Moving tons of data around is not particularly what any member of the 65xxx family is designed for. The processor was not designed for this kind of task, because during the era it was designed in, copying craploads of data around was not commonplace; in many cases a program designed with that method in mind was considered sloppy or badly-designed by the programmer. Yes every situation is different, yadda yadda, so please (I'm looking at you Tepples) don't get nitpicky over what I say. Any old 65xxx programmer knows what I say is true/fair in this regard. Usually this was rectified by using a DMA chip of sorts (hint: PCs had these too you know).

And for what it's worth, native x86 (meaning without extensions) is not particularly impressive either in this regard. Yes, 386 and above have instructions that can iterate or repeat something on a series of bytes, often useful for things like Pascal-style strings (where you know the length in advance) or C-style strings (if you know the length ahead of time), but they're "generic" operations -- meaning they're not intended for strings specifically, for example.

For things like string manipulation, go look at some of IBM's mainframe processors like the IBM 360/370 -- the bloody thing has an opcode called CUUTF which converts a string somewhere from Unicode (this would mean UTF-16 I believe) to UTF-8, amongst other things.

If you want to split hairs and compare x86 cycle counts to 65816 cycle counts, please do -- I used to do this all the time back in the very early 90s while developing stuff for both my IIGS as well as my PC -- and in a lot of cases the 65816 cycle-count-wise blew the x86 out of the water. But some iterative operations the x86 performed better. After I went pure PC I stopped caring, but x86 opcodes like imul / idiv were a dream come true to a 65xxx person.

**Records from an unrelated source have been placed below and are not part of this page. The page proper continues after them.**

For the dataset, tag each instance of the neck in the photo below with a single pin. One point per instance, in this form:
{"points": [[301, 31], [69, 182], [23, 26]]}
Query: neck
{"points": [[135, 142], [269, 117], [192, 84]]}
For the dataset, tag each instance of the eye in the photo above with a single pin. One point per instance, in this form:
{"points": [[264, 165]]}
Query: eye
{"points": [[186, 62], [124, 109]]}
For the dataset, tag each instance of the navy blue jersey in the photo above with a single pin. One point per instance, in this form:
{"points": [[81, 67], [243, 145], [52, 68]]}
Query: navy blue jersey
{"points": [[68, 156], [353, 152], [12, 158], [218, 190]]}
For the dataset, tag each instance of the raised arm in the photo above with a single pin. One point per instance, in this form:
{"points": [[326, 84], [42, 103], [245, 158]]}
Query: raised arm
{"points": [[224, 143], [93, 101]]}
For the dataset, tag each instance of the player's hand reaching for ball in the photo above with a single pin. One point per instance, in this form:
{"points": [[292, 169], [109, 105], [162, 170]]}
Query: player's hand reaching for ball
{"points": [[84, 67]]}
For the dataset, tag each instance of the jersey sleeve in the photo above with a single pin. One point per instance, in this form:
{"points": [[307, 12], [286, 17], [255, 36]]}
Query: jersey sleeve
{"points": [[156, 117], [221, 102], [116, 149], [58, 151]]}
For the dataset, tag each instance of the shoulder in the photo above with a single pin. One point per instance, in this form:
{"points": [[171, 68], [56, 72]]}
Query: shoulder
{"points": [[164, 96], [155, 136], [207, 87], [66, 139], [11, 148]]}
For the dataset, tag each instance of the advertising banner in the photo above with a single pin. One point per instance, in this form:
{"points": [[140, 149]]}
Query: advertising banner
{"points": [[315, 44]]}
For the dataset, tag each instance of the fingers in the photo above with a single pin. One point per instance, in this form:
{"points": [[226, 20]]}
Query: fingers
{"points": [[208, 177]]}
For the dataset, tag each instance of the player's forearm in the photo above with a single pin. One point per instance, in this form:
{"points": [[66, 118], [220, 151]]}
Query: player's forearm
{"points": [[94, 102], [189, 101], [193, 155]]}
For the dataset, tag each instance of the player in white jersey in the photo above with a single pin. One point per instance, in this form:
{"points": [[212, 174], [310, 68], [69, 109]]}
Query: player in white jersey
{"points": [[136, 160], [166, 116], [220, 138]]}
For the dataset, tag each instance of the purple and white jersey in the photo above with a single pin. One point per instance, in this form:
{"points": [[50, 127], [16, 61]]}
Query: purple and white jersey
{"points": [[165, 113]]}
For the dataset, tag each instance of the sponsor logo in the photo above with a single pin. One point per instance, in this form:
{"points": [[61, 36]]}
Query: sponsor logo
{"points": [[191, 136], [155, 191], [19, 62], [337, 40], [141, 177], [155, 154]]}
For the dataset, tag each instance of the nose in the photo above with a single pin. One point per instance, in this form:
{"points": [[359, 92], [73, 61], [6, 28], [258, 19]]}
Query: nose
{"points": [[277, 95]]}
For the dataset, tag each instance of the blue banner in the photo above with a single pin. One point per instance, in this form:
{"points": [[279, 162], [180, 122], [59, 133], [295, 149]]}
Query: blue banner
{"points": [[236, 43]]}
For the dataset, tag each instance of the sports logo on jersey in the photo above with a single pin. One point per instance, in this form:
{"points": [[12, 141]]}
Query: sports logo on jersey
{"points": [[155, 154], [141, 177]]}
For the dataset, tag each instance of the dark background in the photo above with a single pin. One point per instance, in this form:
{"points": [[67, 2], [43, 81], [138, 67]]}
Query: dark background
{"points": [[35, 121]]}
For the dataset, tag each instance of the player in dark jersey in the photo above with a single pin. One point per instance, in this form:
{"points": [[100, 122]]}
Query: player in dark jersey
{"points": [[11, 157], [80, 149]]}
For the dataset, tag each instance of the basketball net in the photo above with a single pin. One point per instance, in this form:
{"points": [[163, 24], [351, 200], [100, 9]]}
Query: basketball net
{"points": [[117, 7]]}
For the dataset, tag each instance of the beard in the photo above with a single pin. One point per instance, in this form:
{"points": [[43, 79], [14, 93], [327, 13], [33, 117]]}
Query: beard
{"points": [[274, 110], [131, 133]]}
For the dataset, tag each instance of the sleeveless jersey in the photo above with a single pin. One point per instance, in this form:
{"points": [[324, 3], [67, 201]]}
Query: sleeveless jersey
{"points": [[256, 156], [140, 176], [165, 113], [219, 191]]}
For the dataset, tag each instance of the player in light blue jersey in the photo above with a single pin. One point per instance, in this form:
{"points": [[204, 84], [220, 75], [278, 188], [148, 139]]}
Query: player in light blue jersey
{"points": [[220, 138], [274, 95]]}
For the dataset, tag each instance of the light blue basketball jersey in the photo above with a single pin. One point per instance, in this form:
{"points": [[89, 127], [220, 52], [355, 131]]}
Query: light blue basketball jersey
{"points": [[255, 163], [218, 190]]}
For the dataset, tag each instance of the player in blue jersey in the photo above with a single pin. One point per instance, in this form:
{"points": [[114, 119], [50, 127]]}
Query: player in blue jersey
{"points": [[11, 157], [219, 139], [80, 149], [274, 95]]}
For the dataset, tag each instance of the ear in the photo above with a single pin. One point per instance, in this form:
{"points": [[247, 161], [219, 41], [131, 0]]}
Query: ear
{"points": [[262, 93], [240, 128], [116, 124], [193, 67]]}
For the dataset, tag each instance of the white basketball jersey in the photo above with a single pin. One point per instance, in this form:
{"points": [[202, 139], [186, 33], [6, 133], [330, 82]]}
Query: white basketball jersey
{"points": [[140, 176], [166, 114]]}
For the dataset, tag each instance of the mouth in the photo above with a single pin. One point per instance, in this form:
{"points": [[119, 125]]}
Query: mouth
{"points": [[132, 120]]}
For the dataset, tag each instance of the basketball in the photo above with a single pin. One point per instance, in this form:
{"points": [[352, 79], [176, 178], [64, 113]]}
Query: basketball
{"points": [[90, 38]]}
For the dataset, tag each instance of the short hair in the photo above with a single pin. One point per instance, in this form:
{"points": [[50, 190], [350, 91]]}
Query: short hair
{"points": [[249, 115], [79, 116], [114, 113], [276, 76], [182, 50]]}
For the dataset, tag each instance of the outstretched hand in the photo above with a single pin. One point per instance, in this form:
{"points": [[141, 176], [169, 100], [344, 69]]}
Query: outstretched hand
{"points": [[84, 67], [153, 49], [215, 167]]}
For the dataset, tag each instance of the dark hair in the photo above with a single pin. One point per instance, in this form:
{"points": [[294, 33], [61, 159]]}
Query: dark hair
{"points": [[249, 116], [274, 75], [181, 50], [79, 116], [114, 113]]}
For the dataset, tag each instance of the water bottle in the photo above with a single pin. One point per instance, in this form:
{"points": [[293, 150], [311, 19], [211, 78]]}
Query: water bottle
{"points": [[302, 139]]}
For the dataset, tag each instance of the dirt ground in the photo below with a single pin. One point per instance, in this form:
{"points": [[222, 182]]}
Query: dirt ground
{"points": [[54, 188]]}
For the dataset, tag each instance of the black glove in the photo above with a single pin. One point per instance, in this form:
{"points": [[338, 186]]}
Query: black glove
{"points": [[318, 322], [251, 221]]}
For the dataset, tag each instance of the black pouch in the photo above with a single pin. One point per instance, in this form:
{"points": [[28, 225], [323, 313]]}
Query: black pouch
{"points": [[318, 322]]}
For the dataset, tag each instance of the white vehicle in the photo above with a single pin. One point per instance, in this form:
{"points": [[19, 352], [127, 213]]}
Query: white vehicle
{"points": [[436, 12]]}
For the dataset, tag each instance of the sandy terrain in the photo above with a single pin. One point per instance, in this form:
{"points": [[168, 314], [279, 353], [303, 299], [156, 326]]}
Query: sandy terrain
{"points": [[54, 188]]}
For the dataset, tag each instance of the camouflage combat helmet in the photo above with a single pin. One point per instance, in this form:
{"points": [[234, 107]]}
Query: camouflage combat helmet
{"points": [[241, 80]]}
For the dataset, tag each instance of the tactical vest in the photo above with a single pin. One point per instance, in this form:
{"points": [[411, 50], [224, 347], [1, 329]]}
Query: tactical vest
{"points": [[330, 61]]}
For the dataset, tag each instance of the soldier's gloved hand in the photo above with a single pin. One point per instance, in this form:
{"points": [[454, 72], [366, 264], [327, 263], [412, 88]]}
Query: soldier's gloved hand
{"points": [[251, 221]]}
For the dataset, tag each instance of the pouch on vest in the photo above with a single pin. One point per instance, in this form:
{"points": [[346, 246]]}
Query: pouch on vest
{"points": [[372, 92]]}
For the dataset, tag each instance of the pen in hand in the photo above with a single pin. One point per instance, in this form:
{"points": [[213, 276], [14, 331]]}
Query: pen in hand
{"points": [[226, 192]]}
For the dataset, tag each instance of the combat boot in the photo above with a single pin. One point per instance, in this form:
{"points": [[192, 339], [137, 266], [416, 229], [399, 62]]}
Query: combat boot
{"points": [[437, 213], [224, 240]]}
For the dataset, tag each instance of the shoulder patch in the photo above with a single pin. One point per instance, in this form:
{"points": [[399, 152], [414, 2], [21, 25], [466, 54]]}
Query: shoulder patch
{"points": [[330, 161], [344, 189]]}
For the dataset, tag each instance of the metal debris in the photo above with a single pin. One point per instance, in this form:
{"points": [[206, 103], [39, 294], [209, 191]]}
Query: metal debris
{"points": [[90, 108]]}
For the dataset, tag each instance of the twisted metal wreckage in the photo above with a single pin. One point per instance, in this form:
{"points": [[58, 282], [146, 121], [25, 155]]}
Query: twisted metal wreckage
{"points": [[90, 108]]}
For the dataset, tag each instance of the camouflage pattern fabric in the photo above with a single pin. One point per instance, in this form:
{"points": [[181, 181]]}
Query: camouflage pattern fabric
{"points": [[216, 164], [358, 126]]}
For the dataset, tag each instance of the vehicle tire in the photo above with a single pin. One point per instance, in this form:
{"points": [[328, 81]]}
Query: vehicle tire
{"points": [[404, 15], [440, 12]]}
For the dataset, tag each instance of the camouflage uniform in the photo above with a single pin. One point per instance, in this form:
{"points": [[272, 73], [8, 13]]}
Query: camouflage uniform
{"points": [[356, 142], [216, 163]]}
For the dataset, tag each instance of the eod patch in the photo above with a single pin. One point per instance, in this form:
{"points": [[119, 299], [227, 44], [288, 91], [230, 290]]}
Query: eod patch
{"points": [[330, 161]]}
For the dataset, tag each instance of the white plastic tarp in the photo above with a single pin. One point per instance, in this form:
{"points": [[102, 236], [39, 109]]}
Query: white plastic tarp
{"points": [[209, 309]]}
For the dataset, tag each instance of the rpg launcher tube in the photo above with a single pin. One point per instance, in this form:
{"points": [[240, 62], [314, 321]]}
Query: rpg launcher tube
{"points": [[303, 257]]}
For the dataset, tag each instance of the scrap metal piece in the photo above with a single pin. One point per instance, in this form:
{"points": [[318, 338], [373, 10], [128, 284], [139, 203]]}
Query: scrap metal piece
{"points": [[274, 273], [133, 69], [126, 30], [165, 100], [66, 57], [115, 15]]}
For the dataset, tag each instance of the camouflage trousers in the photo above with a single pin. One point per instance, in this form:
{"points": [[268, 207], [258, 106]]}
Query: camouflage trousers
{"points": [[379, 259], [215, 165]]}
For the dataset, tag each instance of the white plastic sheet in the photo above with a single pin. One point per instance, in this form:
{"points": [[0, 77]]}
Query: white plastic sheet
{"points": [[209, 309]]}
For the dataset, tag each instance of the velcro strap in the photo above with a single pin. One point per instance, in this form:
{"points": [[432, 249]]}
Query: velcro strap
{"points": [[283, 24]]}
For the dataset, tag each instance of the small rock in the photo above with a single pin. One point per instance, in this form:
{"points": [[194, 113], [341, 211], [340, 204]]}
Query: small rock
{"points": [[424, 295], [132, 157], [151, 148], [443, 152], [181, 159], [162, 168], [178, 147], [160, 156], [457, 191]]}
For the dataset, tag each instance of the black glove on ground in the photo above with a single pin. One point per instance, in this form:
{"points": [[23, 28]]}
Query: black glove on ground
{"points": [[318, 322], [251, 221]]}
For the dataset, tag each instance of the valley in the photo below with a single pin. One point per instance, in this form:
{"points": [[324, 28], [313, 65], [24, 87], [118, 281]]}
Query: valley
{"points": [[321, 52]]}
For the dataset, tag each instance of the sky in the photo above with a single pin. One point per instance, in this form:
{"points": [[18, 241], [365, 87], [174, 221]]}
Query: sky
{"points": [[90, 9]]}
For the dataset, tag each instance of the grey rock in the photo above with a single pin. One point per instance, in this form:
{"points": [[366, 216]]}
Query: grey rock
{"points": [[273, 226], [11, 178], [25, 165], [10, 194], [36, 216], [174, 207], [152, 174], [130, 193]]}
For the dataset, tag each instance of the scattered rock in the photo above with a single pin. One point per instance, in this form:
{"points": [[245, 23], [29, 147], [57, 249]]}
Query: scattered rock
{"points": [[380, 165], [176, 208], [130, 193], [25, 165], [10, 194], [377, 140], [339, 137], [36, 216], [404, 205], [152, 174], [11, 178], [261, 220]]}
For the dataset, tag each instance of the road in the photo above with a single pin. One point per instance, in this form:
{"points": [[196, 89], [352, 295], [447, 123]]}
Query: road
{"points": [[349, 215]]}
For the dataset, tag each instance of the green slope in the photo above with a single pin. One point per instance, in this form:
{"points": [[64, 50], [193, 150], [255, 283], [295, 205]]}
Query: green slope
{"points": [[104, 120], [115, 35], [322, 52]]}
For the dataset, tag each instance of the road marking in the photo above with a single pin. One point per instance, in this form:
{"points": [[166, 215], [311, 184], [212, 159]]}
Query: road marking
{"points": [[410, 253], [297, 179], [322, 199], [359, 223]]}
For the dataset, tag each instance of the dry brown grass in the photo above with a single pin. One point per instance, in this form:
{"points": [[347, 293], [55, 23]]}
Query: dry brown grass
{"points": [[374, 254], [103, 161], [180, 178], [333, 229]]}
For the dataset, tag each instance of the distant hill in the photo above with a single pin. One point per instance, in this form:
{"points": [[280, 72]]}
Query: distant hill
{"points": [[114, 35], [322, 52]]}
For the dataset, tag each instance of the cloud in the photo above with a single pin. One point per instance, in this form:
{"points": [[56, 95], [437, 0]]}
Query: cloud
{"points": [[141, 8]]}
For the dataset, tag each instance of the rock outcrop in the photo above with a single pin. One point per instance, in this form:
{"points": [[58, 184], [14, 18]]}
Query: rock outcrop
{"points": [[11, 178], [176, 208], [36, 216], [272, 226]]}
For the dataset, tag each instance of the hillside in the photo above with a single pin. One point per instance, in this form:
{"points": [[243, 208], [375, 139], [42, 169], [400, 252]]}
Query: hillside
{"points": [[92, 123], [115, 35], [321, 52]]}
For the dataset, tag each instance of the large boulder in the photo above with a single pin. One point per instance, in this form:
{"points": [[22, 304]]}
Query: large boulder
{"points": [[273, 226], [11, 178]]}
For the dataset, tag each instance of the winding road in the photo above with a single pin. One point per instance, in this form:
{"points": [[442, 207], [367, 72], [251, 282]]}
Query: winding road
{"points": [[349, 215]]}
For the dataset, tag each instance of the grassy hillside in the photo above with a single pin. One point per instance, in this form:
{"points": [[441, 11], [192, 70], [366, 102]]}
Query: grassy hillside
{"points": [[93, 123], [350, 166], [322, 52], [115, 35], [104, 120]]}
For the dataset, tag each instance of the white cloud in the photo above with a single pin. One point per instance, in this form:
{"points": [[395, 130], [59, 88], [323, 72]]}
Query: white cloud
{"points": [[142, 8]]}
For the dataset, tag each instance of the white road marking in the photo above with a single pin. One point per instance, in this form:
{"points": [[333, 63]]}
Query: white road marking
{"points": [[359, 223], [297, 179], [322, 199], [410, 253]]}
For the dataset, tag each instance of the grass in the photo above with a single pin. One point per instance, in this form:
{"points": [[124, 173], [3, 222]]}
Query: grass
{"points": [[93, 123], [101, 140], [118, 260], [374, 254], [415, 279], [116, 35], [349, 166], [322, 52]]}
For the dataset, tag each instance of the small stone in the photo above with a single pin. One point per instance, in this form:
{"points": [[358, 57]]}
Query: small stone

I also can't really stand x86 assembly because of it's variable-length opcodes (meaning they're not all 3 characters in length); code just gets ugly and hard to read. Didn't like 68K for the same reason. I know that's a trivial argument, but for me, it was always a pain in the ass to read x86 because of this. Don't tell me "so just indent/add spaces so it looks good" -- maybe for code you're writing, but for disassemblers or any kind of real-time work, nope, nobody cares. Just dump a bunch of text at you, enjoy parsing it with your eyeballs. And don't even get me started about Intel vs. AT&T syntax (FYI: I hate AT&T syntax, utter backwards nonsense). We had none of this syntactical-difference nonsense on the 65xxx (nor the 68K from what I understand).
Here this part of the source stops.